Lymphoma involving an appendectomy specimen has been previously described, albeit rarely [2–15]. We found less than 20 cases of acute appendicitis in association with lymphomatous infiltration in the English literature. A majority of cases represent Burkitt lymphoma, [3, 6, 8, 11, 15] with the remainder of cases representing large cell lymphoma [5, 9, 12] or without classification [2, 10, 13, 14]. To the best of our knowledge, this is the first case report of appendicitis in an appendix involved by mantle cell lymphoma. This is somewhat surprising, given the known tendency of mantle cell lymphoma to involve the gastrointestinal tract. It is noted that there is a single case report that describes finding in situ mantle zone lymphoma (i.e., scattered Cyclin D1 positive cells in the mantle zone) at the time of retrospective review of an appendectomy specimen from a patient subsequently diagnosed with mantle cell lymphoma .
We are uncertain of the role that chemotherapy played in this patient's presentation. While prior reports have described appendicitis in leukemic and other patients with malignant neoplasms undergoing chemotherapy, these cases are usually in association with neutropenia. This case is unusual, in that while the patient was undergoing therapy he was also receiving growth factor therapy (pegfilgrastim) and was not neutropenic. At the time of the surgery the degree of appendiceal involvement by lymphoma was not extensive; however, the possibility that the tissue had been more extensively involved prior to chemotherapy and that some component of cytoreduction contributed to the perforation of the appendix cannot be excluded. The majority of the gross and histologic features were otherwise typical of a ruptured suppurative appendicitis, however. It is also noted that acute appendicitis has been previously associated with benign lymphoid hyperplasia that may occlude the lumen of the appendix and, therefore, contribute to the development of the infection . However, given the relatively limited involvement of the appendiceal submucosa by lymphoma in this case, we cannot completely rule out that the mantle cell lymphoma present in the appendix represents a true incidental finding, unrelated to the development of the acute appendicitis.
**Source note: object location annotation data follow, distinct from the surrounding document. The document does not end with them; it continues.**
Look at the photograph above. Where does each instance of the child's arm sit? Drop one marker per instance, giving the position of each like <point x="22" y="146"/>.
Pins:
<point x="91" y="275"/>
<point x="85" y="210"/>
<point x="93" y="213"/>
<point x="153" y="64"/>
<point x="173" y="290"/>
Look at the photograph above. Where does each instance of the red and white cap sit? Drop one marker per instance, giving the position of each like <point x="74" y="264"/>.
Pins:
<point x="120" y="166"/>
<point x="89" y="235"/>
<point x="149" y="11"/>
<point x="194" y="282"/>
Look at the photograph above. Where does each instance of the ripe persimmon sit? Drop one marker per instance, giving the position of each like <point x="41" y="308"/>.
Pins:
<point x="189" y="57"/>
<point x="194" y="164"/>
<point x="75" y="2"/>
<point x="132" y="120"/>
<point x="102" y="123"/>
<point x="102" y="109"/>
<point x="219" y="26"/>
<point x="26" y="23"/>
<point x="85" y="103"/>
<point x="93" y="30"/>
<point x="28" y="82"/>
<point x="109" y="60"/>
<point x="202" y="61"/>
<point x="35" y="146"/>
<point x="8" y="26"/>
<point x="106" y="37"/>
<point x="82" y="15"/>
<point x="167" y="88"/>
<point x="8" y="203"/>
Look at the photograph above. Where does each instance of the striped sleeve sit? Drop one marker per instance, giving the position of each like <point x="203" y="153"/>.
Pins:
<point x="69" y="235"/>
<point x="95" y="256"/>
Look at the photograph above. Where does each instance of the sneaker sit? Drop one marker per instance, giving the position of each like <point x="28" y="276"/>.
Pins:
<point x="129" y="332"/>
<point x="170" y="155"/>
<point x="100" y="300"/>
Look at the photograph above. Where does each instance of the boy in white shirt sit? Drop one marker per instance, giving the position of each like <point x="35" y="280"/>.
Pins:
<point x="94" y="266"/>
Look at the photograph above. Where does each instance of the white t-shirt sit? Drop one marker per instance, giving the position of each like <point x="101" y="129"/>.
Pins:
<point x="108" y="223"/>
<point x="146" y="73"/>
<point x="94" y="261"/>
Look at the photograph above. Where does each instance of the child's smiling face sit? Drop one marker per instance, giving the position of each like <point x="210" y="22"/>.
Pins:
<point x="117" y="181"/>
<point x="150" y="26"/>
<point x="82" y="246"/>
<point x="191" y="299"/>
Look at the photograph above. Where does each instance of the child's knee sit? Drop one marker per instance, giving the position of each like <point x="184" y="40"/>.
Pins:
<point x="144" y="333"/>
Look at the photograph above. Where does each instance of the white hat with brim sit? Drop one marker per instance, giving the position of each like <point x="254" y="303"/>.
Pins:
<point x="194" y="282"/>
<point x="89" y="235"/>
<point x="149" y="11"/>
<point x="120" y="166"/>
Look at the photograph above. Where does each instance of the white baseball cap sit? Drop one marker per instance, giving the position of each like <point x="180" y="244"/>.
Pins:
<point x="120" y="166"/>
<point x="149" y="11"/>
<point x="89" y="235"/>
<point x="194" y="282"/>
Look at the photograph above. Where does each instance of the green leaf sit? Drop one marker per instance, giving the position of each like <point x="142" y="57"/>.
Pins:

In summary, we describe an unusual case of partially treated mantle cell lymphoma presenting as an acute appendicitis. In addition to supporting the practice of routine histologic evaluation of all appendectomy specimens, this case emphasizes the potential clinical complications of chemotherapeutically treating a patient whose gastrointestinal system is involved by lymphoma. Given the frequency of involvement of the gastrointestinal tract in mantle cell lymphoma patients, this case emphasizes the importance of incorporating Cyclin D1 immunostaining into the evaluation of even morphologically unremarkable aggregates of lymphocytes in tissue samples from these patients. Furthermore, we suggest that immunohistochemical evaluation (including cyclin D1) may be indicated in all adult patients with appendicitis whose lymphoid tissue appears unusually prominent or exhibits atypical histologic features.
A. Gopal declares that the paper received support from Cephalon, Seattle Genetics, Spectrum, GlaxoSmithKline, Eli Lilly, Bio Marin, Abbott, Pfizer, Merck, and SBio. Honoraria and consulting are provided by Millennium and Seattle Genetics.